Dos días después, todo el imperio estaba conmocionado. Recibieron la noticia de que la Emperatriz había dado a luz a tesoros gemelos y fueron nombrados, Príncipe Xuanshen y Princesa Yanling.

Los ciudadanos estaban felices, y vitorearon. Todas las ciudades organizaron varios festines de celebración, e incluso organizaron festivales de linternas. El gobierno los patrocinó, pero la gente rechazó tal ayuda. Estaban felices desde el fondo de sus corazones de que la Emperatriz y el Emperador tuvieran hijos propios.

Sin embargo, el gobierno también aprobó un decreto que si alguien faltaba el respeto al Príncipe Yang, a la Princesa Yin o a la Princesa Agnee, sería severamente castigado. Esto consolidó el hecho de que la emperatriz y el emperador amaban a todos por igual sin discriminación. Después de todo, ¿qué gobernante seguiría dando a los hijos adoptivos los mismos derechos y fuertes responsabilidades cuando tienen hijos propios?

…

Mientras el imperio bullía, el Palacio Real rebosaba de muchos invitados, todos se acercaban para dar regalos y bendiciones a los dos niños que miraban a todos con curiosidad. Hao Ren y Han Lingshi no lo mostraron en sus rostros, pero pensaron que estos dos niños iban a crear un alboroto, pero estos dos estaban tan ansiosos por mirar a su alrededor que sus ojos aún no habían dejado de moverse.
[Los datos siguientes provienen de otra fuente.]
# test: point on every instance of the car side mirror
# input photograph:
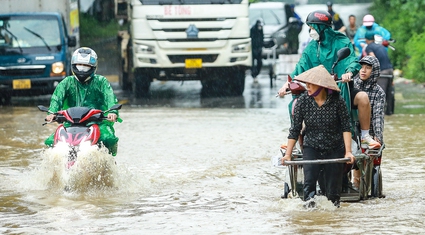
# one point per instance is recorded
(72, 41)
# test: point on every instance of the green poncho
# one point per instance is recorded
(96, 93)
(324, 53)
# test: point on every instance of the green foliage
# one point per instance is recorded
(91, 30)
(405, 20)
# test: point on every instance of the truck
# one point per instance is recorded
(182, 40)
(37, 38)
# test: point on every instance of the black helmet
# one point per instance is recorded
(319, 17)
(84, 64)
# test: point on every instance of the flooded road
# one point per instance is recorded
(195, 166)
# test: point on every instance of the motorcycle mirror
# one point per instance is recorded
(43, 108)
(114, 107)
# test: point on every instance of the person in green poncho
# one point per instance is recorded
(322, 50)
(85, 88)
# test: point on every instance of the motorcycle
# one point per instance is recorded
(78, 141)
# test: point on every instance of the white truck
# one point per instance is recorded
(180, 40)
(37, 38)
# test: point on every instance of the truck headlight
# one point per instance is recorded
(57, 68)
(145, 49)
(244, 47)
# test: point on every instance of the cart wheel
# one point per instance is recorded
(286, 191)
(377, 182)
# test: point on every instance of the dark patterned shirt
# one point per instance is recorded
(323, 125)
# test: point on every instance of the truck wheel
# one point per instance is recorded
(5, 99)
(141, 85)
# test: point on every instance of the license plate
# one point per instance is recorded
(193, 63)
(21, 84)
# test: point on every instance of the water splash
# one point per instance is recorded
(94, 172)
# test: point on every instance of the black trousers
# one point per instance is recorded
(256, 57)
(333, 173)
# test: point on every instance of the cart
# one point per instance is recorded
(368, 162)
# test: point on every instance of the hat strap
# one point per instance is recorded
(316, 93)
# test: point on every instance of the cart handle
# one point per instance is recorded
(319, 161)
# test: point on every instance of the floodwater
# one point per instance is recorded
(188, 165)
(190, 168)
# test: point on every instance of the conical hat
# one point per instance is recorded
(318, 76)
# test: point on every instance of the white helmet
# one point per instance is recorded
(84, 64)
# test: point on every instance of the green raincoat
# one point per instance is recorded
(324, 52)
(96, 93)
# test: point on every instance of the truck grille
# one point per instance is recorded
(22, 71)
(208, 58)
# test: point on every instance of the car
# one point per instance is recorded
(278, 20)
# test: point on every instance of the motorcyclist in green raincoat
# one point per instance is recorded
(85, 88)
(322, 50)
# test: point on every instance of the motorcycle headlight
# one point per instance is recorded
(244, 47)
(145, 49)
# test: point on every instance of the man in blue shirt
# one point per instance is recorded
(381, 53)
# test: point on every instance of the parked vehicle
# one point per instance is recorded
(206, 40)
(35, 45)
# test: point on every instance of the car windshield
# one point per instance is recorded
(24, 32)
(269, 16)
(188, 2)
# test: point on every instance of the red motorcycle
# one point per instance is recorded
(82, 129)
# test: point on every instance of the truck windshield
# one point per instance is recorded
(270, 16)
(25, 32)
(188, 2)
Hao Ren y Han Lingshi tuvieron una discusión y sabían que las bendiciones de las bestias sagradas habían promovido la inteligencia de sus hijos a un nivel superior al del niño humano normal.

La ceremonia continuó y los regalos se siguieron acumulando y en este momento, un hombre de mediana edad se acercó y se arrodilló en el centro de la sala del trono, mientras decía:

—Ye Jian, ha visto al Emperador y a la Emperatriz. ¡Larga Vida!
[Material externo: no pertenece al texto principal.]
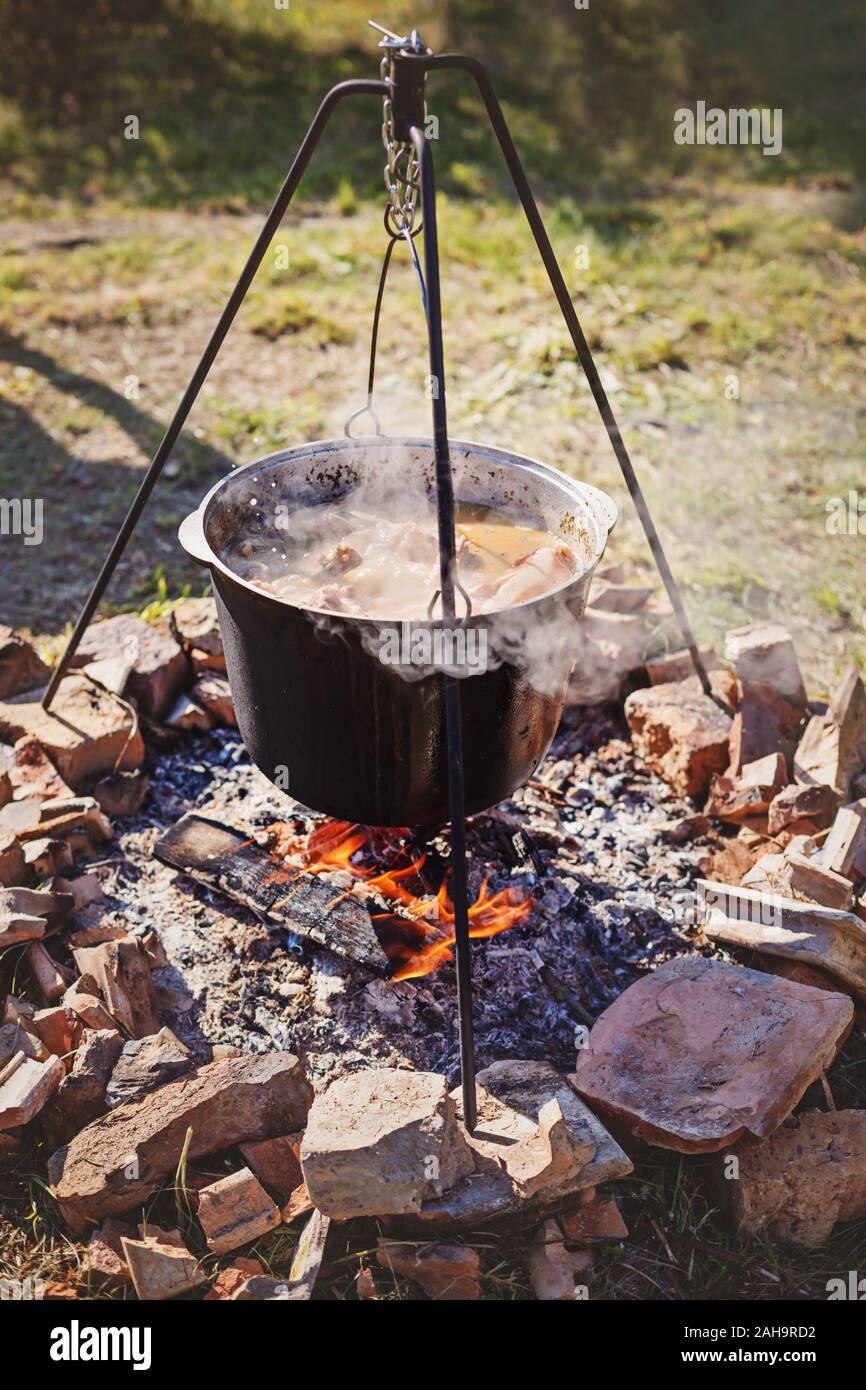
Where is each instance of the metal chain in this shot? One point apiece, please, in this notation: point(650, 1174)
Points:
point(402, 171)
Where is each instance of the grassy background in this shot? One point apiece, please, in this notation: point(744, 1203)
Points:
point(704, 264)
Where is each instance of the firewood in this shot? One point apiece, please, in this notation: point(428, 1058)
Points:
point(225, 859)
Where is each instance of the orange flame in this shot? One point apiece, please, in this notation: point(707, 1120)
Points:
point(421, 937)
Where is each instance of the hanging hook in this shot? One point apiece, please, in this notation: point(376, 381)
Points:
point(394, 236)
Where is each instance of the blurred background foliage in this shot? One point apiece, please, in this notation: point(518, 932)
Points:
point(224, 88)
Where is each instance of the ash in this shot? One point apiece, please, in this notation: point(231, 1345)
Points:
point(587, 838)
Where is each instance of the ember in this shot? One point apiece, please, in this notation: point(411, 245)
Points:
point(420, 936)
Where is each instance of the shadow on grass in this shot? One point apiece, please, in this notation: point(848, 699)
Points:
point(85, 502)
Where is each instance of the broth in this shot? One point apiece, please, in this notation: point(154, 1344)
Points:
point(345, 558)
La gente estaba sorprendida, pero no los Generales Ye, sabían que Ye Jian volvería, cuando volvería era algo que no sabían. Sin embargo, Ye Jian alineando el regreso con este día alegre significaba cuánto consideraba a Hao Ren.

Hao Ren agitó su mano y el hombre se vio obligado a ponerse de pie. Dijo:

—Te has perdido bastante. Esta noche nos pondremos al día, además, junto con Ye Si, serás responsable de vigilar a estos dos. ¿Tienes alguna objeción?
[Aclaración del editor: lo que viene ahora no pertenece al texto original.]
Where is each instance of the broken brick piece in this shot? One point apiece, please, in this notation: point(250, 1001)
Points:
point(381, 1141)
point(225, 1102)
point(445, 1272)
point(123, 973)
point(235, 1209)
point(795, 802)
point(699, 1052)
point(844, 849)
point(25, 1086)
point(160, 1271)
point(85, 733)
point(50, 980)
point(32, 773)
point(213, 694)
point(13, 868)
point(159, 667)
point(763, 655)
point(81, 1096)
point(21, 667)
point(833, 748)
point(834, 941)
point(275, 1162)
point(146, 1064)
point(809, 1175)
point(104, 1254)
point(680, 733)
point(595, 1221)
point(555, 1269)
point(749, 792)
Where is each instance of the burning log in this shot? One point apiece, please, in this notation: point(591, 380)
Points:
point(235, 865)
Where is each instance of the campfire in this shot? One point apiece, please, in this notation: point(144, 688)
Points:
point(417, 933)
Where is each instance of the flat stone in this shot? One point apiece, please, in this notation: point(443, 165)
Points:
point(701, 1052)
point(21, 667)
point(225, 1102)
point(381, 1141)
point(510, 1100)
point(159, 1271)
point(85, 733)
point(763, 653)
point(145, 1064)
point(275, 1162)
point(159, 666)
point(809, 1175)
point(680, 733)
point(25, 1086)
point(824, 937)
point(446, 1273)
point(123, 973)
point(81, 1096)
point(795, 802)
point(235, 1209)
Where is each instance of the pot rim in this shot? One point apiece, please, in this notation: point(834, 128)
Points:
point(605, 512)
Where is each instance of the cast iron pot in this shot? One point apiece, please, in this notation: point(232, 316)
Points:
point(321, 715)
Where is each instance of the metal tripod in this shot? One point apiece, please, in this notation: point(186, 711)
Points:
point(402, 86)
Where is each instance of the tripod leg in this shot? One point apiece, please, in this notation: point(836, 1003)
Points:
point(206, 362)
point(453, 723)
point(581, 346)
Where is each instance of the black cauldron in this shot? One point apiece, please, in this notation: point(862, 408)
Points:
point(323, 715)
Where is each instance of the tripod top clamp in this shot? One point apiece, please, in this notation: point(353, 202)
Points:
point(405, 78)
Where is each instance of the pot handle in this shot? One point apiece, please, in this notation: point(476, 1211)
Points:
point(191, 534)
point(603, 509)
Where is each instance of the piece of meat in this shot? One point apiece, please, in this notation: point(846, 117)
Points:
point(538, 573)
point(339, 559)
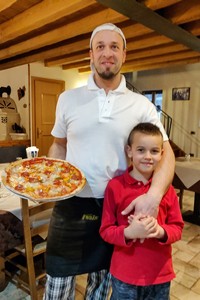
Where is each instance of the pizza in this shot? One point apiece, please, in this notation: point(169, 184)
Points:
point(43, 178)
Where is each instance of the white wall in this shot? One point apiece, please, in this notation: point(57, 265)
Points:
point(185, 114)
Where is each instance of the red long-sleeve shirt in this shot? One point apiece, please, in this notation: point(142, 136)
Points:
point(134, 262)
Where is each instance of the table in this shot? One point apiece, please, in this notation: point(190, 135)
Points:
point(187, 177)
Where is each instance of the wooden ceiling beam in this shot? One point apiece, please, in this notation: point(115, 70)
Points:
point(185, 11)
point(158, 4)
point(32, 19)
point(161, 65)
point(142, 14)
point(84, 25)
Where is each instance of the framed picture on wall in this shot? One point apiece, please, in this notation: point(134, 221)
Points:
point(181, 93)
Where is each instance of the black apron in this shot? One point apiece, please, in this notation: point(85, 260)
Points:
point(74, 245)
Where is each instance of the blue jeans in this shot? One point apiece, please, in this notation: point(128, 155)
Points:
point(125, 291)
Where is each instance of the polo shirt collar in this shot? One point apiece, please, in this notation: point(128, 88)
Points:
point(121, 89)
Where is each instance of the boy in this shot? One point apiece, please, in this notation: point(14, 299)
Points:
point(141, 265)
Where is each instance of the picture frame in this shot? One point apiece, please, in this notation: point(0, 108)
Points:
point(182, 93)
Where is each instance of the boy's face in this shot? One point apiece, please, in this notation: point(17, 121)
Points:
point(145, 152)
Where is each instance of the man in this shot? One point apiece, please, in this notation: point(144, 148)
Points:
point(90, 131)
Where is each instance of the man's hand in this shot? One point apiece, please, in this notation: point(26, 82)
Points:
point(144, 204)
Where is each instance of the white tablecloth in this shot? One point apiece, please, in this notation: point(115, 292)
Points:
point(188, 171)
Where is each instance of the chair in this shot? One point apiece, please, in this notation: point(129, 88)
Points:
point(27, 259)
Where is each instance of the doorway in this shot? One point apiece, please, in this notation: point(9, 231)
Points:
point(45, 93)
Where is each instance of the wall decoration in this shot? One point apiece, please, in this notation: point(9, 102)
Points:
point(181, 93)
point(21, 92)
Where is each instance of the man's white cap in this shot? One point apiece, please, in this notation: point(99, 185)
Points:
point(107, 26)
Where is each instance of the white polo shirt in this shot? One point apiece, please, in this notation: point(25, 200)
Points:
point(97, 126)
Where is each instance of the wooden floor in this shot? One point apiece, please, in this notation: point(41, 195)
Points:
point(186, 259)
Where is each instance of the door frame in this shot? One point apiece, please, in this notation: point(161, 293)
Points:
point(33, 106)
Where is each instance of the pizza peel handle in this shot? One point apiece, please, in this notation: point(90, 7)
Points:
point(43, 179)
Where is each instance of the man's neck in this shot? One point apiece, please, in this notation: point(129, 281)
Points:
point(107, 85)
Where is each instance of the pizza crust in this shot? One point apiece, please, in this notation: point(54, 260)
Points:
point(43, 179)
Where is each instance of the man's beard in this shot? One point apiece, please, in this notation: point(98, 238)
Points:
point(107, 75)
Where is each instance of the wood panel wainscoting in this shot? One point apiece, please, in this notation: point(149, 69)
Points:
point(11, 149)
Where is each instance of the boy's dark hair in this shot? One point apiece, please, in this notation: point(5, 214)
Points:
point(146, 128)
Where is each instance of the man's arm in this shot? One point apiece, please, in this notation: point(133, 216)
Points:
point(58, 148)
point(148, 203)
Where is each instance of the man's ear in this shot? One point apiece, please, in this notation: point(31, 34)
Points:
point(128, 151)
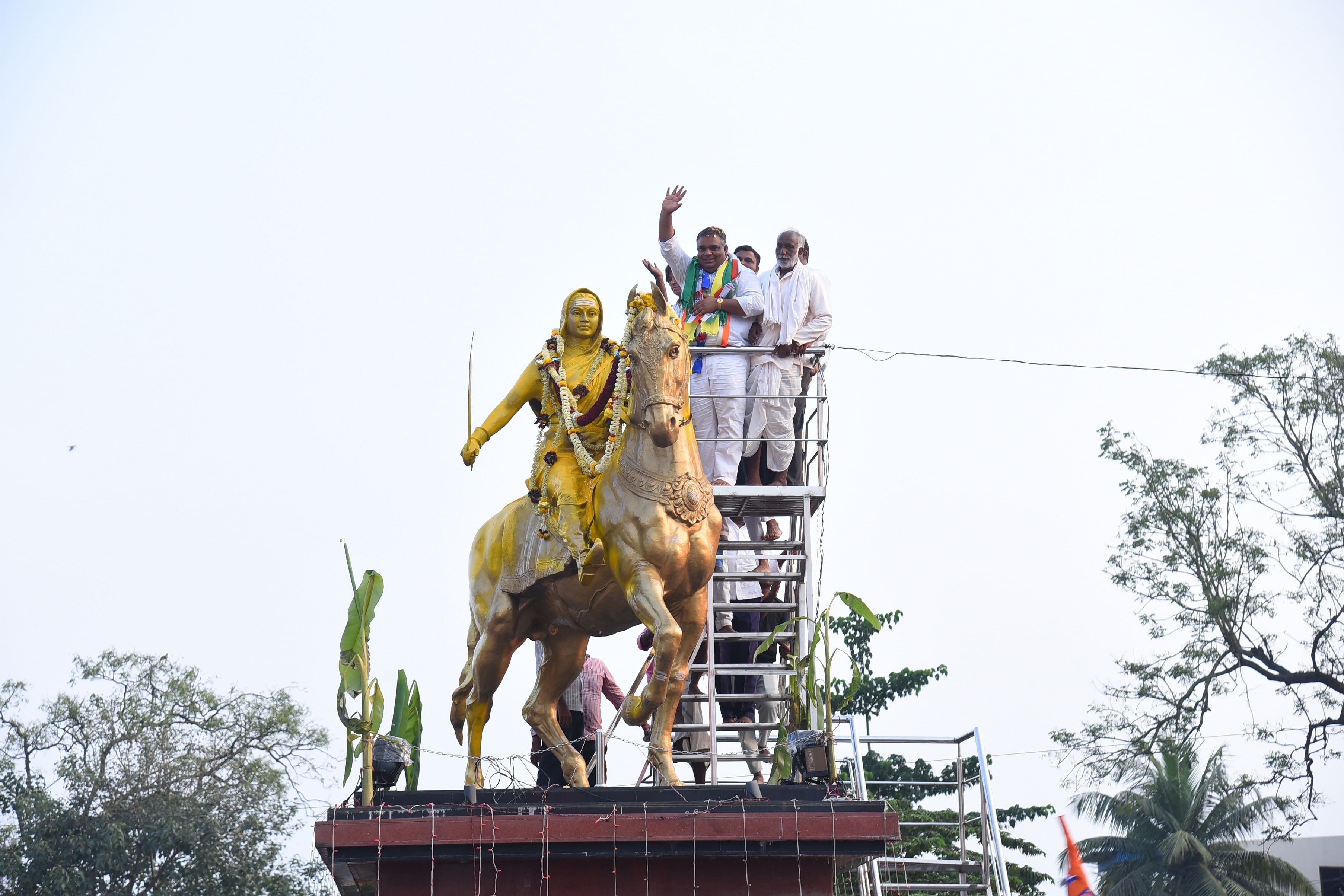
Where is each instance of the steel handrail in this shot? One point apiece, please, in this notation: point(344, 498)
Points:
point(991, 836)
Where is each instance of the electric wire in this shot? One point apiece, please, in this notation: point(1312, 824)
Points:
point(872, 354)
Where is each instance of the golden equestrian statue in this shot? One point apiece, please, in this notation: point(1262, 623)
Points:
point(630, 506)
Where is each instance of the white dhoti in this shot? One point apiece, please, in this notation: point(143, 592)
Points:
point(768, 714)
point(721, 418)
point(772, 418)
El hombre negó con la cabeza y respondió:

—Acepto, su majestad. Gracias por el honor.

Hao Xuanshen miró a Ye Jian, y se rio. Su voz resonó en la sala del trono, y Han Lingshi sonrió ampliamente. Estaba feliz de que a su hijo le gustara Ye Jian, tal vez crecería para convertirse también en un santo de la espada.

La ceremonia continuó y los eventos duraron dos días seguidos. Todo el imperio se iluminó durante tres días. Las linternas volaron durante tres días, y el incienso se ofreció a Han Lingshi sin reservas. La gente rezaba por su rápida recuperación y el incienso también ayudaba a estabilizar su reino.

…

La ceremonia llegó a su fin, y Hao Ren estaba sentado en el jardín con Hao Yunling en sus brazos, mecía al pequeño bebé mientras jugaba con ella, tratando de hacerla dormir. Sin embargo, la pequeña se reía y movía los brazos sin parar.

Hao Mei se paró a un lado y preguntó:

—¿Qué planeas hacer ahora?

Hao Ren se encogió de hombros y dijo:

—No tengo idea. No puedo fortalecerme hasta que haya ido al Campo de Batalla Eterno y para que eso suceda, necesitamos aumentar la proporción media de cultivación. Solo para que lo sepas, no manipules esto, porque por lo que he oído, necesitamos ir al Campo de Batalla Eterno una vez que hayamos entrado en el reino del Soldado Celestial. Así que no deberíamos avanzar todos al mismo tiempo. Algunos deberían contenerse. De esa manera, tendremos una mejor oportunidad de asegurar que algunos de nosotros podamos mantener los valores que hemos cultivado. La generación más joven de Generales Ye lo hará.

Hao Mei asintió y dijo:

—Eso suena bien, me encargaré de ello.